(2018 midterm assignment)

Sample Student Midterm Answers 2018

#2a: Short Essay (Passage) (index)

LITR 4328
American Renaissance
 

 

Natalie Womble

Leaving no Moment Untouched: An Analysis of Scientific Reach in Poe’s Poetry

          For my short essay, I chose to analyze Edgar Allan Poe’s “Sonnet – To Science.” When mentioning Romantic authors, it is impossible to overlook Poe. His unique style and melodic poetry are certainly enough to captivate any reader. But in “Sonnet – To Science,” Poe’s style and melody are only partly culpable for the poem’s charm. Additionally, the poem employs an essence of mystery, nostalgic glorifying of memory, and an adamant belief in the search for life’s meaning to inspire a mystical range of emotions.  

          “Science! True daughter of Old Time thou art! / Who alterest all things with thy peering eyes. / Why preyest thou thus upon the poet’s heart? / Vulture, whose wings are dull realities” (1-4)? Poe cries out to science and asks of it where its motive lies in stripping life of glamour. His frustrations with beauty being dulled by science are illustrated in the first four lines and echoed in the subsequent sentences in which the poem asks how it might be able to find wisdom through science whenever the sheer majesty of a starry sky is alone completely spellbinding.

          The poem then transitions into themes of nostalgia in which ancient myths are revisited and their integrity questioned upon the introduction of science. Poe questions why science has stripped mythological parables of their meaning in its quest to simplify what was once supernatural. “Hast thou not dragged Diana from her car? / And driven the Hamadryad from the wood / To seek a shelter in some happier star? / Hast thou not torn the Naiad from her flood / the Elfin from the green grass” (9-13). The struggle with scientific truth robbing life of its ethereal beauty is clarified through Poe’s mention of each myth losing their meaning; the goddess Diana left without her chariot, the tree and water nymphs without forest or stream, dreams with no vision or home.

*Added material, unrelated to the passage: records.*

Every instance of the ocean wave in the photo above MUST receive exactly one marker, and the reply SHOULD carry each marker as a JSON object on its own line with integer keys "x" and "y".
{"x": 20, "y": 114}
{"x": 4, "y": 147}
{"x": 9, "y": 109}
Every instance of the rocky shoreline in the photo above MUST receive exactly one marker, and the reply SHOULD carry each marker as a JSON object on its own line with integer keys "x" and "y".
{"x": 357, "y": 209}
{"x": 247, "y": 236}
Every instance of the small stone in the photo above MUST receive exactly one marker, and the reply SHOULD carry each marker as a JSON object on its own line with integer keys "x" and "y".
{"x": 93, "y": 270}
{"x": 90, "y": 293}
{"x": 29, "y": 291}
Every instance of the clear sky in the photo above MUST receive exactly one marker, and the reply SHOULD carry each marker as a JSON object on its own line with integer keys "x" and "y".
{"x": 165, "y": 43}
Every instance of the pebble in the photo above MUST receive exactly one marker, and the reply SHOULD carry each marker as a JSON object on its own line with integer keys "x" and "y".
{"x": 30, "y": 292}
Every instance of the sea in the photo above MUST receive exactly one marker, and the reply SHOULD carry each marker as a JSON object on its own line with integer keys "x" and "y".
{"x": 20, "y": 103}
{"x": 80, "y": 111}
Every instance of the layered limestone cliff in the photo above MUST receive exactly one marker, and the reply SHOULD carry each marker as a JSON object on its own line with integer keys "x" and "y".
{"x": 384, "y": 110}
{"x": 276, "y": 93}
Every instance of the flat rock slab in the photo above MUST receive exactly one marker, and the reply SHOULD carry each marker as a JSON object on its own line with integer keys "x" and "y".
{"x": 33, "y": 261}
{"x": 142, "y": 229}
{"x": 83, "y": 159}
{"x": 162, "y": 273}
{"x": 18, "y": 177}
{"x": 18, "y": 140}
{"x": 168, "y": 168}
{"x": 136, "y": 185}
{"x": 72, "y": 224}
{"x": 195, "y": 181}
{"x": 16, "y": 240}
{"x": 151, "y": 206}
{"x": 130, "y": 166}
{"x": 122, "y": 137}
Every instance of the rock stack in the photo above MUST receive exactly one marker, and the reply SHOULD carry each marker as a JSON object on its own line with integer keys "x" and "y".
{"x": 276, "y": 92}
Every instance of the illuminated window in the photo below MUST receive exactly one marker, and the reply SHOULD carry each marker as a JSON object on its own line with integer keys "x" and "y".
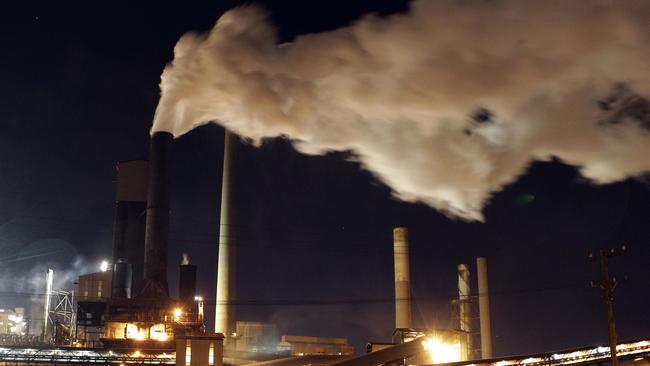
{"x": 188, "y": 352}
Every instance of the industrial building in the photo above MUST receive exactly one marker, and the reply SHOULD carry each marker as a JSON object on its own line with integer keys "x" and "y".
{"x": 128, "y": 305}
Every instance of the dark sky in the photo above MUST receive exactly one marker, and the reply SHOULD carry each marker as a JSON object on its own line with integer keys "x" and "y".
{"x": 79, "y": 88}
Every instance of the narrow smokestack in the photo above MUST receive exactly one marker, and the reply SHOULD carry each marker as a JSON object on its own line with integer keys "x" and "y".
{"x": 129, "y": 227}
{"x": 186, "y": 281}
{"x": 157, "y": 229}
{"x": 402, "y": 278}
{"x": 122, "y": 282}
{"x": 484, "y": 308}
{"x": 227, "y": 266}
{"x": 465, "y": 311}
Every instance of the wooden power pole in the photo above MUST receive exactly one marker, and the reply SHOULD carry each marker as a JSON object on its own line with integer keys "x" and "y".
{"x": 608, "y": 284}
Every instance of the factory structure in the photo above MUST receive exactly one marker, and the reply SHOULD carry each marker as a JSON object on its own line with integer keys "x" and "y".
{"x": 125, "y": 314}
{"x": 127, "y": 305}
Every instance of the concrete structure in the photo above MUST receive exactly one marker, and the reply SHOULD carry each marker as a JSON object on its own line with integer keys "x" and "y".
{"x": 157, "y": 228}
{"x": 257, "y": 337}
{"x": 187, "y": 282}
{"x": 465, "y": 311}
{"x": 402, "y": 278}
{"x": 302, "y": 345}
{"x": 12, "y": 321}
{"x": 131, "y": 190}
{"x": 49, "y": 279}
{"x": 199, "y": 350}
{"x": 227, "y": 266}
{"x": 95, "y": 286}
{"x": 484, "y": 308}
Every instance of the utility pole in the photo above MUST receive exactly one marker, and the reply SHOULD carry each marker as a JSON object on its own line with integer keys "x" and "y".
{"x": 608, "y": 285}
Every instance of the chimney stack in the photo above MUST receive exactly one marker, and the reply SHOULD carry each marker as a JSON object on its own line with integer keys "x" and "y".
{"x": 402, "y": 278}
{"x": 157, "y": 228}
{"x": 227, "y": 265}
{"x": 464, "y": 310}
{"x": 484, "y": 308}
{"x": 186, "y": 282}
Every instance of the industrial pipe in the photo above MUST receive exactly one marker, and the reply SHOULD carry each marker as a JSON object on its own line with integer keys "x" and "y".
{"x": 157, "y": 228}
{"x": 402, "y": 278}
{"x": 227, "y": 262}
{"x": 484, "y": 308}
{"x": 465, "y": 311}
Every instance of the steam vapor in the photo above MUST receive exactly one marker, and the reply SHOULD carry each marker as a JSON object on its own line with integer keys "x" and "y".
{"x": 446, "y": 103}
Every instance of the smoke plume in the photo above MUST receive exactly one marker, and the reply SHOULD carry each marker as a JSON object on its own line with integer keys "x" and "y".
{"x": 445, "y": 103}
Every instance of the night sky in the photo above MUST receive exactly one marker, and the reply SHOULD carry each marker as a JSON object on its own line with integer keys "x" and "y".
{"x": 79, "y": 89}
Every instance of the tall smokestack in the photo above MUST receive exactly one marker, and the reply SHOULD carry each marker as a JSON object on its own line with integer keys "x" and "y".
{"x": 227, "y": 266}
{"x": 157, "y": 229}
{"x": 402, "y": 278}
{"x": 186, "y": 281}
{"x": 484, "y": 308}
{"x": 129, "y": 227}
{"x": 465, "y": 312}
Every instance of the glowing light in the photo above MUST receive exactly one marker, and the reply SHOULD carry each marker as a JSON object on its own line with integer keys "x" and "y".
{"x": 104, "y": 266}
{"x": 177, "y": 314}
{"x": 440, "y": 351}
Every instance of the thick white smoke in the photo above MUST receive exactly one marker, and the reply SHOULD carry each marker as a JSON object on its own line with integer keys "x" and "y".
{"x": 445, "y": 103}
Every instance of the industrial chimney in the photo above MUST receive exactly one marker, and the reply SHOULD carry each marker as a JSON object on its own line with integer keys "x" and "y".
{"x": 464, "y": 311}
{"x": 402, "y": 278}
{"x": 227, "y": 265}
{"x": 484, "y": 308}
{"x": 157, "y": 229}
{"x": 186, "y": 281}
{"x": 129, "y": 226}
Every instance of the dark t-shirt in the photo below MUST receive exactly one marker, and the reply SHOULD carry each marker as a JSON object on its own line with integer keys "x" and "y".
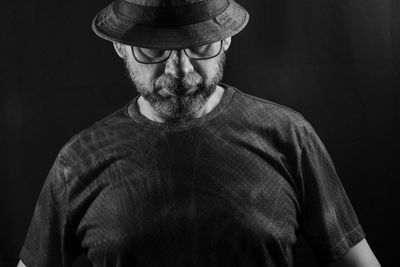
{"x": 233, "y": 188}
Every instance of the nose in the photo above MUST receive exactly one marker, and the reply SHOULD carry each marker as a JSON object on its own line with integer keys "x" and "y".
{"x": 178, "y": 64}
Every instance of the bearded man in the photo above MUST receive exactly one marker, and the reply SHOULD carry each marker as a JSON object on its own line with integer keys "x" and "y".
{"x": 191, "y": 172}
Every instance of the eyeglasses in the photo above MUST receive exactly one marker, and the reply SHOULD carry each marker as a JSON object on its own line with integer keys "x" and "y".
{"x": 155, "y": 56}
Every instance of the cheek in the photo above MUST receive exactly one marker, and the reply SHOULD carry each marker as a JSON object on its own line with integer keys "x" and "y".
{"x": 206, "y": 69}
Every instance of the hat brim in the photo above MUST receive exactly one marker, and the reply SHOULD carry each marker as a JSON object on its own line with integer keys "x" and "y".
{"x": 109, "y": 26}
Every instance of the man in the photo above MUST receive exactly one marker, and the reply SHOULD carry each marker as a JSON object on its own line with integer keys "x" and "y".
{"x": 191, "y": 172}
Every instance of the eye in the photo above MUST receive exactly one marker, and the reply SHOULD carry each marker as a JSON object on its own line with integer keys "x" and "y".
{"x": 203, "y": 49}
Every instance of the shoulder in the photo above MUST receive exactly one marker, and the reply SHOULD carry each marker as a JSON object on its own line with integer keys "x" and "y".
{"x": 96, "y": 147}
{"x": 267, "y": 113}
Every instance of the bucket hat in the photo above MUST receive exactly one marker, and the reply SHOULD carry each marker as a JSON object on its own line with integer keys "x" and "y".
{"x": 169, "y": 24}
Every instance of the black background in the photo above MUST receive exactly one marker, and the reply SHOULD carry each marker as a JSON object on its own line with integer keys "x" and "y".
{"x": 336, "y": 62}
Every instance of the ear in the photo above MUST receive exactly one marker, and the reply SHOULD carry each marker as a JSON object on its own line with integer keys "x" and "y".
{"x": 120, "y": 49}
{"x": 226, "y": 43}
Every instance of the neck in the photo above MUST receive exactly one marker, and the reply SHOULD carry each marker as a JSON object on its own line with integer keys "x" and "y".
{"x": 150, "y": 113}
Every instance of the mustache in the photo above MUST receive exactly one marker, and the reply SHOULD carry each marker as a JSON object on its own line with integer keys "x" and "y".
{"x": 173, "y": 83}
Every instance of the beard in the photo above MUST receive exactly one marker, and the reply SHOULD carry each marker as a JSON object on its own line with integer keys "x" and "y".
{"x": 165, "y": 94}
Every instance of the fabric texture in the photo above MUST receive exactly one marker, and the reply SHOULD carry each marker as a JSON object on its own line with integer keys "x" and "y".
{"x": 232, "y": 188}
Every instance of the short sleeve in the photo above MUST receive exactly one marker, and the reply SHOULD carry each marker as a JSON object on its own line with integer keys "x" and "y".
{"x": 328, "y": 220}
{"x": 48, "y": 239}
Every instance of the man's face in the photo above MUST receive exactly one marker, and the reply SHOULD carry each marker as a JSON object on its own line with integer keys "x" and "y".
{"x": 179, "y": 87}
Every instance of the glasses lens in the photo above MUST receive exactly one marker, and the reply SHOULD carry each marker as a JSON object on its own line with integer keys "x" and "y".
{"x": 150, "y": 55}
{"x": 204, "y": 51}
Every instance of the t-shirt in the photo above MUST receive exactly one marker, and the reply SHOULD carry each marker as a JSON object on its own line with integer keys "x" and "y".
{"x": 232, "y": 188}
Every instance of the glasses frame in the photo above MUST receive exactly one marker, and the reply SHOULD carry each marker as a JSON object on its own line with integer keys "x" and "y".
{"x": 170, "y": 52}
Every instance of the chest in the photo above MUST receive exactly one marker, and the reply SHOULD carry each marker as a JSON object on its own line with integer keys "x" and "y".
{"x": 189, "y": 196}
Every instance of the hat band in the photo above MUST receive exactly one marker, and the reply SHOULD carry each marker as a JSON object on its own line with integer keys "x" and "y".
{"x": 170, "y": 16}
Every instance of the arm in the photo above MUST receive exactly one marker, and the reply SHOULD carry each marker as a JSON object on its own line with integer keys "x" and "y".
{"x": 360, "y": 255}
{"x": 21, "y": 264}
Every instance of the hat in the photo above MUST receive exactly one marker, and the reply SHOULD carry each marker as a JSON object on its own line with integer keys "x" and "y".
{"x": 169, "y": 24}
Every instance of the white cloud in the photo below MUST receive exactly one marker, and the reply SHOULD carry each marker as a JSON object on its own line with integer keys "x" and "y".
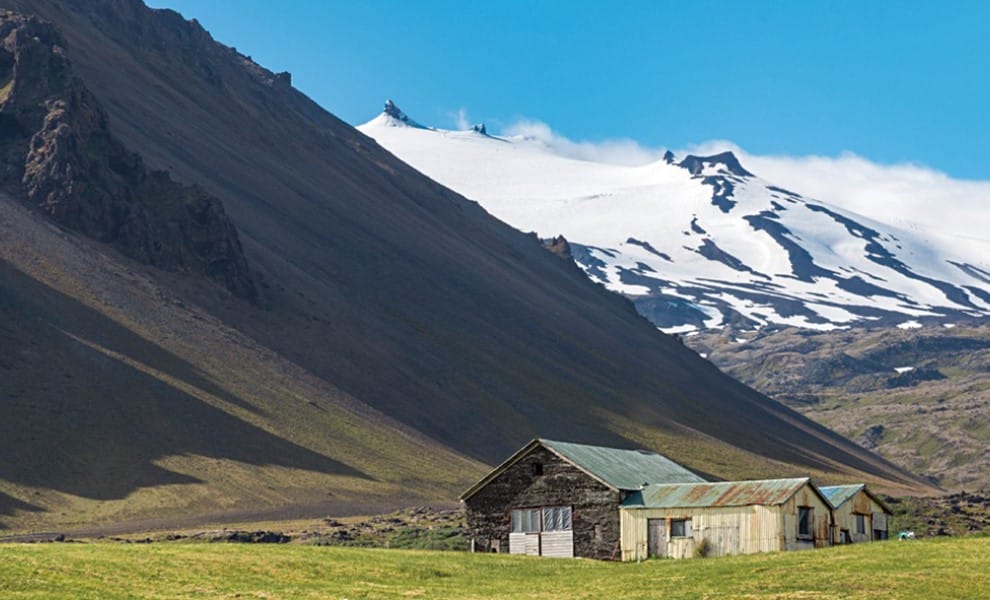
{"x": 908, "y": 195}
{"x": 460, "y": 119}
{"x": 616, "y": 152}
{"x": 911, "y": 195}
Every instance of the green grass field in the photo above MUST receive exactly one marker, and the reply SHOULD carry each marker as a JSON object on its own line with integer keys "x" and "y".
{"x": 937, "y": 568}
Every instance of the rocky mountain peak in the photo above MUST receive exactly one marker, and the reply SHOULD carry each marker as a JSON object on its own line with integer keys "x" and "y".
{"x": 727, "y": 160}
{"x": 59, "y": 155}
{"x": 398, "y": 117}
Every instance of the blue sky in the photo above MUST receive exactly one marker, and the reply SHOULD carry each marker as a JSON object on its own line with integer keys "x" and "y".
{"x": 893, "y": 82}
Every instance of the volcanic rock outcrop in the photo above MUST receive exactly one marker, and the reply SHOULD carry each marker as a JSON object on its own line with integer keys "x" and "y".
{"x": 59, "y": 155}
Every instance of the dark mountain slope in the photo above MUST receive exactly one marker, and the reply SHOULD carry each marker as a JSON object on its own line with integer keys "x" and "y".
{"x": 402, "y": 295}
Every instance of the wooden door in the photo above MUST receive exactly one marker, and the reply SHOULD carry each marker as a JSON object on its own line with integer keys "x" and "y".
{"x": 656, "y": 538}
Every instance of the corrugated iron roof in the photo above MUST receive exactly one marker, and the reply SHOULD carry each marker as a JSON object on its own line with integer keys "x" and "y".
{"x": 838, "y": 494}
{"x": 622, "y": 469}
{"x": 723, "y": 493}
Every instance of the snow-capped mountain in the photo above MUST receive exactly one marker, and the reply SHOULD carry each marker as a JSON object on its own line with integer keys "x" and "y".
{"x": 700, "y": 242}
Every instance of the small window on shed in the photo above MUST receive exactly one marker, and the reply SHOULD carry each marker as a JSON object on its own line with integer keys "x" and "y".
{"x": 557, "y": 518}
{"x": 680, "y": 528}
{"x": 806, "y": 522}
{"x": 526, "y": 520}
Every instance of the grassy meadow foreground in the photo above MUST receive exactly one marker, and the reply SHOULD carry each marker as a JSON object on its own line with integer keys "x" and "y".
{"x": 936, "y": 568}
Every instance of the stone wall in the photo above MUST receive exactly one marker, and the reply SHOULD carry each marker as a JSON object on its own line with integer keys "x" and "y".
{"x": 541, "y": 478}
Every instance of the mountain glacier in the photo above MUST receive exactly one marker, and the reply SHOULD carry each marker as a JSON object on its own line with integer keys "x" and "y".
{"x": 699, "y": 242}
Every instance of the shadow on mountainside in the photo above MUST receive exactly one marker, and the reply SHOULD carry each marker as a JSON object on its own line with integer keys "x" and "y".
{"x": 9, "y": 504}
{"x": 77, "y": 420}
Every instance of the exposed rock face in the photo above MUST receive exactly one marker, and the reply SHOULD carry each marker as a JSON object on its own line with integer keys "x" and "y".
{"x": 58, "y": 153}
{"x": 559, "y": 246}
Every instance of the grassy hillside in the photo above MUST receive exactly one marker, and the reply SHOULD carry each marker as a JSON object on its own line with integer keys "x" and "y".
{"x": 944, "y": 568}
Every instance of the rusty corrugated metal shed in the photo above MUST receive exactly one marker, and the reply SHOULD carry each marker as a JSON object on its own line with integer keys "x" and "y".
{"x": 724, "y": 493}
{"x": 624, "y": 470}
{"x": 838, "y": 494}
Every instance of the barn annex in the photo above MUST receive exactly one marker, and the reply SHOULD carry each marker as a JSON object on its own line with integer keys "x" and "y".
{"x": 858, "y": 516}
{"x": 564, "y": 499}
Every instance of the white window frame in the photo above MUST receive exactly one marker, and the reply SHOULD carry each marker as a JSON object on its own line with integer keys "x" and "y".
{"x": 540, "y": 519}
{"x": 809, "y": 522}
{"x": 860, "y": 523}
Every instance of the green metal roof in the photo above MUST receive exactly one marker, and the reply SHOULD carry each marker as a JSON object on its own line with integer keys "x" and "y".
{"x": 622, "y": 469}
{"x": 838, "y": 494}
{"x": 723, "y": 493}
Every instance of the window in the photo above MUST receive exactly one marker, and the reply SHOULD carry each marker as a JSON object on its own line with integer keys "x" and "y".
{"x": 806, "y": 522}
{"x": 680, "y": 528}
{"x": 548, "y": 518}
{"x": 557, "y": 518}
{"x": 526, "y": 520}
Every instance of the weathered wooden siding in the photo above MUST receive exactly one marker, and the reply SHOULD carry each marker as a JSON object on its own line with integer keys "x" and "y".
{"x": 845, "y": 517}
{"x": 595, "y": 506}
{"x": 822, "y": 515}
{"x": 729, "y": 530}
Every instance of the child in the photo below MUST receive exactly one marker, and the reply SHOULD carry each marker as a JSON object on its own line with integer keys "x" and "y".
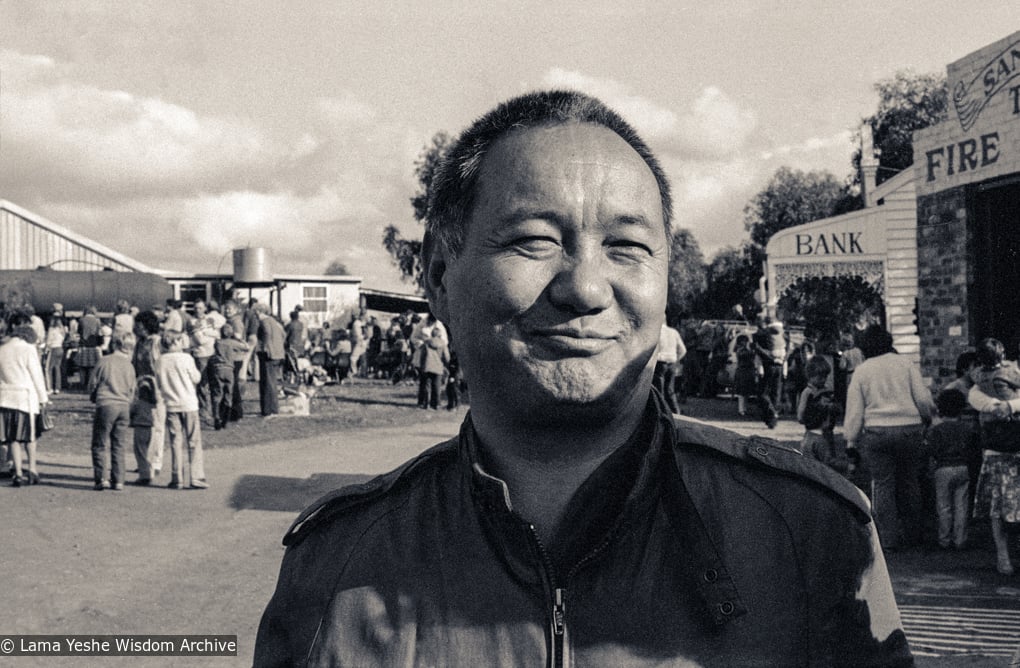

          Poe concludes his sonnet by taking all of what he questions of science and applying it on a personal, introspective level. He wonders, if all the beautiful things in myths can be destroyed, why should he believe that his own memories are safe from science’s cold sting? “and from me, / the summer dream beneath the tamarind tree” (13-14)? Can our own dreams be dampened, and our memories victimized by an enlightened explanation of things seemingly surreal? Ending on such a personal question emphasizes the power scientific truths have that they might be strong enough to steal the magic from even our own memories, leaving the reader both searching to validate experiences that felt otherworldly and fearful that exploring memories of those experiences might yield a loss of its supernatural qualities. Ironically, Poe’s sonnet of mourning the phenomenal elements lost to facts and data inspires a reverence and active search for the phenomenal in future texts, inciting a deep appreciation for life’s magic wherever one can find it.